Posted at 10:48 AM | Comments (7)

February 13, 2014

It's Not Our Fault If It's a Perfect Storm!

Whenever elites fail in a gigantic, public way, you can be sure of one thing: it was a "perfect storm," so you can't blame them for what happened.

Edward Snowden's leak of NSA documents was, at least by their standards, a big failure. But as Director of National Intelligence James Clapper explained to Congress on Tuesday, it wasn't their fault because it was a perfect storm:

The director, James R. Clapper Jr., testifying before the Senate Armed Services Committee, said Mr. Snowden had taken advantage of a “perfect storm” of security lapses.

Why was there a gigantic financial crisis in 2008? According to the International Monetary Fund's chief economist, you can't blame them because it was a perfect storm:

In short, underestimation of risk, opacity, interconnection, and leverage, all combined to create the perfect (financial) storm.

Why was New Orleans destroyed by Hurricane Katrina? According to then-Director of Homeland Security Michael Chertoff, you can't blame them because it was a perfect storm:

"That 'perfect storm' of a combination of catastrophes exceeded the foresight of the planners, and maybe anybody's foresight," Chertoff said. He called the disaster "breathtaking in its surprise."

And why did everyone in the U.S. government believe Iraq was teeming with WMD? According to a top U.S. intelligence official, you can't blame them because it was a perfect storm:

[W]as Iraq, as one senior intelligence official told the Commission, a sort of “perfect storm”—a one-time breakdown caused by a rare confluence of events that conspired to create a bad result?

That's four perfect storms in ten years.
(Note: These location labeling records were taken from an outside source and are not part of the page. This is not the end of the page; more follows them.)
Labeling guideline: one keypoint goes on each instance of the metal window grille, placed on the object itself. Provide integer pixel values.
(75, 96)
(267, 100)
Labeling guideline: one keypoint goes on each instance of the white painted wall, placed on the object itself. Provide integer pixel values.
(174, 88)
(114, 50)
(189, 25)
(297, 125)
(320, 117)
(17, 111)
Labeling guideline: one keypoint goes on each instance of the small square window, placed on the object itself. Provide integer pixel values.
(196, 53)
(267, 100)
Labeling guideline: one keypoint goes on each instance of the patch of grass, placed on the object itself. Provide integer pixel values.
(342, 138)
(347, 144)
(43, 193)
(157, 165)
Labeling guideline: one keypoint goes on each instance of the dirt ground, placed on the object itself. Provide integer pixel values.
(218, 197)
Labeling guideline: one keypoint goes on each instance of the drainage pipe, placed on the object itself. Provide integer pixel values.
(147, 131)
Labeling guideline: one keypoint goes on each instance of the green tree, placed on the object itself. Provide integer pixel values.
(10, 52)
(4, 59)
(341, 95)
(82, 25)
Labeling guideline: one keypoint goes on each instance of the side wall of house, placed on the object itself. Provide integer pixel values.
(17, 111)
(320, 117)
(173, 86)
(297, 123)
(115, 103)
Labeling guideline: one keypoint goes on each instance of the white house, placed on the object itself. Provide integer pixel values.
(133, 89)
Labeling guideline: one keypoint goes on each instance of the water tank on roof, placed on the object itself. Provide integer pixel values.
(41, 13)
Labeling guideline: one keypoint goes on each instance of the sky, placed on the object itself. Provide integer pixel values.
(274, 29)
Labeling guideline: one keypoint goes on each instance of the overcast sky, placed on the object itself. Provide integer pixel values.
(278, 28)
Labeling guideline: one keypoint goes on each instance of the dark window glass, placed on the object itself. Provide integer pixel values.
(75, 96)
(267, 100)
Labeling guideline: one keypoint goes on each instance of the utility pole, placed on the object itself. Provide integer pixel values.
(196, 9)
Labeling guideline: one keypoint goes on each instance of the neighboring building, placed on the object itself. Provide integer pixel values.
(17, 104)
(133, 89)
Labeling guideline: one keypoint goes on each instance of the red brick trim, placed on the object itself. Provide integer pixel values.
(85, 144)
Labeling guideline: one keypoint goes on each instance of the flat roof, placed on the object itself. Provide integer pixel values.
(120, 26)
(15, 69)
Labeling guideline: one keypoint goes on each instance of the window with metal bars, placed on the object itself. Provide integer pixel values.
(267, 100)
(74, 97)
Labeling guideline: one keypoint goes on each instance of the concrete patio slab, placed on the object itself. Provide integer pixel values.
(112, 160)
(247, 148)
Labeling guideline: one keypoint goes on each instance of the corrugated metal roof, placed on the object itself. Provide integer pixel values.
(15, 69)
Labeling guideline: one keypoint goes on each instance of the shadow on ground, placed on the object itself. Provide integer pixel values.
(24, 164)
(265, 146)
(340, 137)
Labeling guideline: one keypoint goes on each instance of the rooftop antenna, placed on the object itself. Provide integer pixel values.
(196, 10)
Man, our elites have the worst luck.

—Jon Schwarz

Posted at 11:24 AM | Comments (8)

February 09, 2014

I.F. Stone on the Expensive Pointlessness of "Intelligence"
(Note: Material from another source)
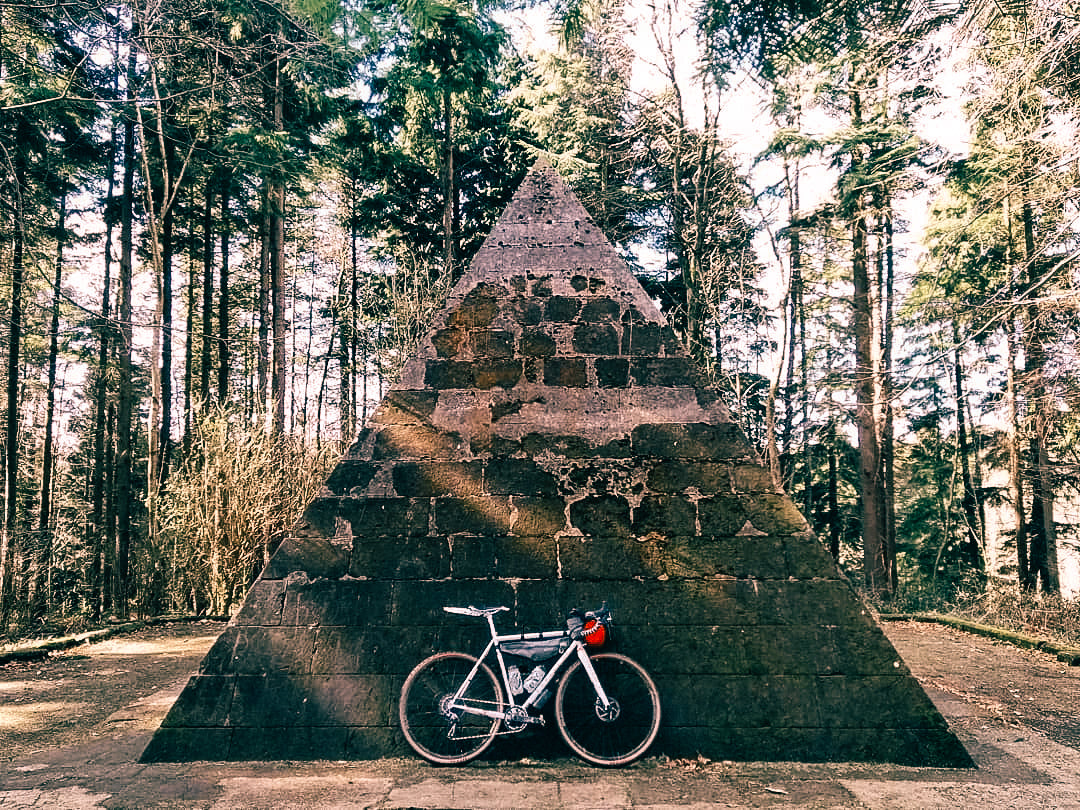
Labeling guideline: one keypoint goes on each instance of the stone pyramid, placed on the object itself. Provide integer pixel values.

This is I.F. Stone speaking in 1984, from the book I.F. Stone: A Portrait:

This whole business of intelligence, it's a waste of money, highly overrated. You don't understand what's happening in history or in your time by peeking through keyholes…
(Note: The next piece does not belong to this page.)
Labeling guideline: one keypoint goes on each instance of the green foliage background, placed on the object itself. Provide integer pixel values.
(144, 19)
What's the good of all the money we spend on intelligence? When they get an intelligence report that has something in it, they ignore it. They don't like to read. They want everything on one piece of paper…

There very few things that are really secret or remain secret for very long. Basically, an intelligence service is there to tell the boss he's doing the right thing. It's very overrated and we're swamped with these organizations.

We're becoming a partially closed society. It's a terrible concept...those few members of Congress who have access to the oversight committees become prisoners of the intelligence apparatus because they can't say what they've seen. And if they come out and criticize, they can't produce the proof, because the proof is classified. It's a disease…

When I was in Russia, the phone book was classified. The dictators in the Politburo, they don't know what's going on. You don't know what's going on if you depend on cops, on secret police. Paranoia is a disease of secret police. They're paid to be suspicious of their grandmothers. And that isn't the way you understand people or what is going on. We're getting Sovietized in this country. Thank God it is nowhere near as bad, but it's creeping.